June saw a tangible worsening of the situation on the labour market as a result of the weak economy: registered unemployment rose by 28,000 in seasonally adjusted terms. An increase on this scale in June is unusual: normally, the spring pick-up results in a drop. The figures are not driven by refugee flows: the rise is primarily due to the economic development. Gainful employment fell slightly by 1,000 people in May (seasonally adjusted); employment subject to social insurance payments stagnated in April (+0 persons, seasonally adjusted). This marks an end for the time being to the sharp upturn in employment seen in recent months. In contrast, short-time work was down further. The leading indicators from the Institute for Labour Market Research (IAB) and ifo deteriorated further in June. Only the services sector is planning to recruit more people; industry and trade are expecting to see falls. The number of reported vacancies also fell. It is still at a high level, because companies are finding it difficult to recruit suitable staff. This means that the weak economy is now impacting on the labour market for the first time. A recovery is not expected until the economy picks up speed again. But there is no likelihood of a sharp rise in unemployment. Companies are adjusting to a situation in which the skills shortage will worsen in the medium term due to demographics, digitalisation and decarbonisation. The number of reported vacancies stood at 769,000 in June, remaining at a very high level in the longer-term comparison. At the same time, the long vacancy period, i.e. the time between the desired recruitment date and the departure of the previous employee, reflects the difficulties of many companies in finding (skilled) workers quickly.

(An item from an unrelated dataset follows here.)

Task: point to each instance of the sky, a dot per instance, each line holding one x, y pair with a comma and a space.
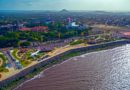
103, 5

According to the official insolvency statistics, corporate insolvencies increased by 17.2% year-on-year in the first four months of 2023, amounting to a total of 5,545. In April 2023, there were 1,428 insolvencies of businesses, which was 14.4% up on April 2022.
The trend in the rate of insolvencies has kept rising since the second half of 2022, albeit starting from a very low level. The implications of the war against Ukraine, the temporary sharp rise in energy prices and the persistent high inflation rates are a major burden for many companies, and it is difficult to assess their impact in terms of future insolvencies in the coming months.
As a leading indicator, the number of regular insolvencies filed gives an indication of the future development of corporate insolvencies. According to preliminary data from the Federal Statistical Office, these rose by 2.2% June 2023 compared with May 2023, and by 13.9% in year-on-year terms. According to the Halle Institute for Economic Research’s Bankruptcy Update, the number of insolvencies of partnerships and corporations has risen to the highest level since 2016. The number of insolvencies of partnerships and corporations stood at 1,050 in June, 48.1% higher than in June 2022. However, the coming months are expected to see a slight fall.


1 This report is based on data that was available as of 13 July 2023. Unless stated otherwise, these are rates of change against the respective preceding period on the basis of price-adjusted figures which have also been adjusted for calendar-day and seasonal variations.